Sécurité en tant que conception de système
Cette perspective recadre les débats sur la sécurité de l’IA. Le débat public oscille souvent entre les craintes d’une « superintelligence rebelle » et les affirmations que l’IA présente peu de risque significatif. L’article suggère que les deux extrêmes mécomprennent la nature des systèmes actuels. Les risques les plus immédiats ne surgissent pas parce que l’IA possède des intentions humaines, mais parce qu’elle peut étendre des schémas de raisonnement sans responsabilité réflexive envers le monde. Les systèmes peuvent générer des sorties persuasives mais non fondées, automatiser des décisions erronées à grande échelle, ou exécuter des actions nuisibles s’ils sont intégrés dans des environnements mal gouvernés.
Cela correspond à un changement sectoriel de la sécurité des modèles vers la sécurité des systèmes. En pratique, les organisations s’appuient déjà sur des garde-fous en couches, ce que l’industrie appelle de plus en plus des « harnais », pour contraindre, valider et surveiller le comportement de l’IA. Plutôt que des rustines temporaires, l’article soutient que ces mécanismes reflètent quelque chose de fondamental dans l’architecture même de l’IA : un comportement fiable émerge du travail des bâtisseurs de systèmes d’IA responsables de leur comportement, une responsabilité qui ne peut être déléguée ou partagée avec les modèles.
Au-delà de la rivalité
Pour l’avenir, les auteurs soutiennent que la phénoménologie offre plus qu’une critique, elle offre un cadre pour comprendre la promesse de l’IA. Les systèmes d’IA révèlent quelque chose de profond à propos de la cognition humaine elle-même : que le sens peut être formalisé, étendu et mis à l’échelle de manières puissantes et nouvelles. Le risque sociétal central de l’IA, affirment-ils, s’avère être de retirer l’échelle de ses origines dans l’expérience et la cognition humaines, d’interpréter l’IA comme une intelligence rivale qui diminue notre humanité et ainsi, à son tour, diminue la véritable promesse de l’IA elle-même.

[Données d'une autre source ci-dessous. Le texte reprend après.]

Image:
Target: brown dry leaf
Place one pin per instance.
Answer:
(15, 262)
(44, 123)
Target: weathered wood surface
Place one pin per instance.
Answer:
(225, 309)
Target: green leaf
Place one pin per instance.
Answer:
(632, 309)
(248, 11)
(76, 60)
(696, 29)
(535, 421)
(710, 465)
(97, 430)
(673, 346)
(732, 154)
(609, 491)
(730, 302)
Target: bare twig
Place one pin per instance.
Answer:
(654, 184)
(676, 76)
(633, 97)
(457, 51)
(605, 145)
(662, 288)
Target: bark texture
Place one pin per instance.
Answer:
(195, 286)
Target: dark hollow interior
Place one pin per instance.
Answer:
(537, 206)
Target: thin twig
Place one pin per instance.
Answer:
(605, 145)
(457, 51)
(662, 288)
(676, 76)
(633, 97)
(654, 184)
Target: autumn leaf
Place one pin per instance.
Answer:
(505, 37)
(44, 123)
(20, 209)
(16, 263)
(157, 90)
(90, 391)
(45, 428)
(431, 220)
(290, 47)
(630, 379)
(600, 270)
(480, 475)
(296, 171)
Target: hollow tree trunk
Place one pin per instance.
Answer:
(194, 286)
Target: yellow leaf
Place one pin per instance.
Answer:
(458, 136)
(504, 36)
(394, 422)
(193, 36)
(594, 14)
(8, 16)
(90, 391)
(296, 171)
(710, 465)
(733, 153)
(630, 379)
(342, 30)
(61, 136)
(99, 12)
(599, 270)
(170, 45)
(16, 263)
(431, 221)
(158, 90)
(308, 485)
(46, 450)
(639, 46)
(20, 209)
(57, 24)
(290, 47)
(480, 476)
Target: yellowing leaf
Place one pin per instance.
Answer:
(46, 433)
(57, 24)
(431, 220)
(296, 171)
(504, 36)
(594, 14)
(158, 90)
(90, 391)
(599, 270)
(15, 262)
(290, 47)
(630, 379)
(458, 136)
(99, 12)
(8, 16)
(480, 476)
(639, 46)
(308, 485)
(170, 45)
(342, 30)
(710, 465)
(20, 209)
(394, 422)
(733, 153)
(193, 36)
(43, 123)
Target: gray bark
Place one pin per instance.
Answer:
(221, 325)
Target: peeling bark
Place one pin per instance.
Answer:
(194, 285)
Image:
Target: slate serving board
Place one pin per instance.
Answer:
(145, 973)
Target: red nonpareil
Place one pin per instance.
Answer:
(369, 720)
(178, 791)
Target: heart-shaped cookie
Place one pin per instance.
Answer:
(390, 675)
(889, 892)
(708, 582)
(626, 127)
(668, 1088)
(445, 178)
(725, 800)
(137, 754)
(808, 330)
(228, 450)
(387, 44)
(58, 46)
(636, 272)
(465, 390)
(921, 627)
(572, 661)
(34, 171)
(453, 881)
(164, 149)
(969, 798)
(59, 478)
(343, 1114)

La question, alors, n’est pas de savoir si l’IA remplacera l’intelligence humaine. Elle est de savoir comment nous pouvons construire de manière responsable des systèmes qui étendent la compréhension humaine tout en restant ancrés dans le monde d’où cette compréhension émerge. Si nous prenons les systèmes d’IA pour des esprits autonomes, nous risquons de leur faire trop confiance. Si nous les écartons comme des astuces triviales, nous risquons de négliger l’un des développements technologiques les plus importants de notre époque. Une interprétation plus ancrée reconnaît les deux vérités à la fois : l’IA est une véritable extension de l’intelligence humaine, et précisément pour cette raison, les humains restent responsables de la manière dont elle est comprise, gouvernée et utilisée.